Uscii così dalla sua vita. Senza una spiegazione. Senza sapere che di lì a poche settimane suo padre sarebbe morto di cirrosi epatica, che Isa si sarebbe inventata che se l’era portato via un cancro per non rivelare che aveva contratto l’epatite C quando si scambiava le siringhe usate ai tempi d’oro dell’eroina. Me ne uscii senza sapere che Isa avrebbe smesso di cantare perché la morte di suo padre l’aveva resa sola al mondo e quindi ammutolita. Forse l’aveva davvero fatto cremare e ficcato le ceneri in una bottiglia di Super Tennent’s rispettando il suo ultimo desiderio.
O forse aveva rispedito il suo corpo ad Amburgo per farlo riposare nella sua terra.
In ogni modo fu comodo andarsene, sul momento. Mettere più chilometri possibili tra me e lei.
Ma quando ritorno al paese, ogni tanto, qualcuno mi parla ancora di Isa.

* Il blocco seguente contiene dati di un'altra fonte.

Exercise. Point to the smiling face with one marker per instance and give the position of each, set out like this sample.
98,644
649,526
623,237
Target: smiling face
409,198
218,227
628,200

Dicono che sia cambiata, che adesso insegni mindfulness e tenga corsi di yoga in un’associazione culturale di provincia. Si è calmata, addomesticata. Dicono che eravamo fighi assieme, fatti l’uno per l’altra. Mi fa male sentirlo, ma incasso in silenzio, faccio finta di niente. In alcuni momenti mi capita di avvertire una strana sensazione, quando cammino per i vicoli stretti del centro storico, e allora mi volto. E la immagino seguirmi, con i capelli neri e gli auricolari nelle orecchie, la immagino fermarsi ad accendersi una sigaretta e guardarmi dal profondo del suo vuoto. Perché con il vuoto, ci si nasce. Anche in mezzo al furore del mondo, il vuoto ci segue. Per me Isa può fare quello che le pare, adesso, ma nessuno sfugge mai veramente a sé stesso.
Si può fare terra bruciata soltanto fuori, contro gli altri.